John Bouvier defined a tax as:

"A pecuniary burden imposed for the support of the government. The enforced proportional contribution of persons and property levied by the authority of the state for the support of the government and for all public needs."

In Lower Mainland, the Privy Council, Justice Thankerton for the Court, wrote that taxes:

"... are compulsorily imposed by a statutory (authority)...

"They are enforceable by law... (and) compulsion is an essential feature of taxation."

TAX RETURNIn Australia, Justice Dwyer wrote, in Leake:

"A compulsory contribution, or an impost, may be nonetheless a tax, though not so called.

"The distinguishing feature of a tax ... is that it is a compulsory contribution imposed by a sovereign authority on, and required from, the general body of subjects or citizens, as distinguished from isolated levies on individuals."

In Canada, an oft-cited definition is that of Justice Duff of the Supreme Court in Lawson:

"That they are taxes, I have no doubt. In the first place they are enforceable by law .... Then they are imposed under the authority of the legislature. They are imposed by a public body.... The levy is also made for a public purpose."

In Ontario Private Campground, Justice Howden wrote:

"A tax is defined as an impost or levy by the legislature or other public body for a public purpose, enforced by law.

"At common law, the terms fee and charge do not exclude a tax and have been used interchangeably; therefore it was held in British Columbia that a fee imposed by provincial statute on operators of mobile home parks ... was considered to be a tax on land. Similar fees or taxes on mobile home parks have been upheld as land taxes."

But in Westbank, at ¶4, Justice Gonthier of the Canadian Supreme Court distinguished a tax from a user-fee:

"The impugned charges bear all of the traditional hallmarks of a tax. They are enforceable by law, imposed pursuant to the authority of Parliament, levied by a public body, and are imposed for a public purpose. There is no nexus between the revenues raised and the cost of any services provided. As such, they do not resemble a user fee, nor any other form of a regulatory charge."
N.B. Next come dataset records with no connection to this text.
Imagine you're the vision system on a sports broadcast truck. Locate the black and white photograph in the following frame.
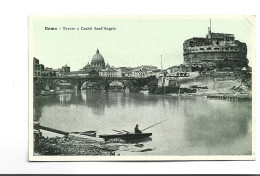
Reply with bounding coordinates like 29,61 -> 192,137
29,15 -> 255,161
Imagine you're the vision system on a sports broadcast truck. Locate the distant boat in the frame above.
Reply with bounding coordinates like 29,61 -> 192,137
99,133 -> 152,141
71,131 -> 96,137
40,90 -> 56,96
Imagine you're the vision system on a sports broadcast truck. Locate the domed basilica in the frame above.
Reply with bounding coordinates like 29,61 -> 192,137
81,49 -> 110,72
91,49 -> 105,69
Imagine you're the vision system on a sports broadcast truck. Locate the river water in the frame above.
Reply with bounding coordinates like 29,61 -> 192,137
34,90 -> 252,156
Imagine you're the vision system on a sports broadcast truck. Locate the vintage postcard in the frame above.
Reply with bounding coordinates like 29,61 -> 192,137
29,15 -> 255,161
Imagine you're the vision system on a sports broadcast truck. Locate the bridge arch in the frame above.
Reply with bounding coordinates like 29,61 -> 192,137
107,80 -> 129,90
52,79 -> 75,89
79,80 -> 102,90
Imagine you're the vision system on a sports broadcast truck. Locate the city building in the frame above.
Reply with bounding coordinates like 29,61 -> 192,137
80,49 -> 162,78
131,68 -> 145,78
166,65 -> 192,78
167,65 -> 192,74
42,67 -> 58,76
183,21 -> 248,69
62,64 -> 70,73
148,69 -> 162,78
115,67 -> 132,77
53,64 -> 71,76
80,49 -> 132,78
33,57 -> 44,76
139,65 -> 158,71
99,68 -> 117,77
128,65 -> 158,78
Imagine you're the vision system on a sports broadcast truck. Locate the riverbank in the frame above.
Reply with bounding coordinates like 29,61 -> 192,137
34,135 -> 120,156
206,92 -> 251,101
154,87 -> 251,100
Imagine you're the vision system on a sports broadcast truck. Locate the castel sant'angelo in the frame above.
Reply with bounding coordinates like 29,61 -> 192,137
183,20 -> 248,68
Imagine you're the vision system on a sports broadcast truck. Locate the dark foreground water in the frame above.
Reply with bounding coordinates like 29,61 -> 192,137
34,90 -> 252,156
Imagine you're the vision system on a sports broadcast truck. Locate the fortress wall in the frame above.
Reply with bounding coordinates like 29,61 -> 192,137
184,51 -> 247,65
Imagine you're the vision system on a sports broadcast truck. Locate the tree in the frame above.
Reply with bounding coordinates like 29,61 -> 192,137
147,81 -> 158,93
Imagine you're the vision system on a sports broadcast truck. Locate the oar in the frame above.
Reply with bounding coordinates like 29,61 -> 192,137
122,130 -> 131,134
141,119 -> 169,132
112,129 -> 131,134
112,129 -> 125,134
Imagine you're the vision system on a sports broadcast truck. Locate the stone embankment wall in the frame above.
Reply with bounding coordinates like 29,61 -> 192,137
178,74 -> 249,93
213,80 -> 241,90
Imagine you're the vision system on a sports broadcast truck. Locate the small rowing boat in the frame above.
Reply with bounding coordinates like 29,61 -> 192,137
99,119 -> 168,141
71,131 -> 96,137
99,133 -> 152,141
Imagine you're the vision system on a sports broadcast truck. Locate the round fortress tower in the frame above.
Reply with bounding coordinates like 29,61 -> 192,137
183,20 -> 248,68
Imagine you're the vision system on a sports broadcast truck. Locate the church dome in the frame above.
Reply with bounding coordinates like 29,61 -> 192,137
91,49 -> 105,69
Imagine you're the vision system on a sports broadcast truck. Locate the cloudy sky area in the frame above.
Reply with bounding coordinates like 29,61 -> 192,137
31,16 -> 255,71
In civil procedure, tax is also used a a verb and refers to the process of challenging a general bill of a lawyer and subjecting it to the detailed review of a court. The process is referred to as taxation.

Finally, these words of Justice Oliver Wendell Holmes of the United States Supreme Court in Compana de Tobacos v Collector:

"Taxes are what we pay for civilized society."